Walsh, who was one of six signatories on the back of the winning ticket, sued his stepmother Mary Walsh, who was married to his late father Peter Walsh, claiming he was entitled to a one-sixth share.

The judge said evidence given by Walsh’s stepmother Mary Walsh during the seven-day hearing was “not credible”, contained “self-contradiction” and was “unreliable”.

Outside court following the ruling Walsh was seen looking delighted.

In court, he claimed that his late father had told him after the win that he would be looked after and would not have to worry about money ever again. However, he did not get his share after his father died.

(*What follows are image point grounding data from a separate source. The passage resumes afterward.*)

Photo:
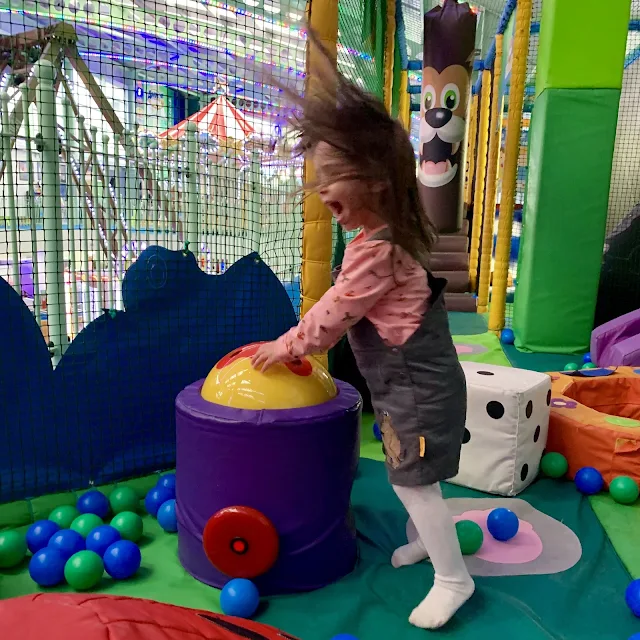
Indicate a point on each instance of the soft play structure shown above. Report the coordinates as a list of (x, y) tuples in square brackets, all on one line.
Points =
[(617, 342), (59, 616), (265, 466), (595, 421)]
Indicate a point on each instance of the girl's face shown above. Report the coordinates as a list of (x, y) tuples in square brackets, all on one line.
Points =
[(347, 197)]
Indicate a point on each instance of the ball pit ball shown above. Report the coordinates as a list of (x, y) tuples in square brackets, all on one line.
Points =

Mrs. Walsh opposed the claim and argued that she was the sole owner of the winning ticket, which was bought in Ballinasloe, Co Galway on January 22nd 2011.

She had claimed that she, her late husband and four other relatives had signed the back of the ticket to avoid paying gift tax.

The court heard that her son Jason received £257,000, her son Tony £380,000 and Kevin Black, a nephew of Peter Walsh, received £86,000.

She claimed that David Walsh was offered the option of having £171,000 from the Lotto win or the home that she and her late husband shared at Ballinasloe, but that he opted for the house. Mr. Walsh denied this.

The transfer of the property, valued at £116,000, was completed in December 2011 when Peter Walsh died.

Following the conclusion of evidence on the seventh day of the hearing Mr. Justice Humphreys said he accepted the evidence given by David Walsh as being credible, unlike the evidence given by his stepmother which the judge said had given evidence that was “fundamentally inconsistent” and that she “lied on oath”.

The judge did not accept that Mrs. Walsh was the sole owner of the winning ticket nor did the court accept her claim that her stepson had been offered the house instead of the £171,000.

Given the valuation of the house it did not make sense that David would do himself out of £55,000, the judge said.

The judge also found that the transfer of the house had nothing to do with the win, that there was no mention of the lotto win or that the transfer was being done as a result of the win in the file of the solicitor who handled the transaction.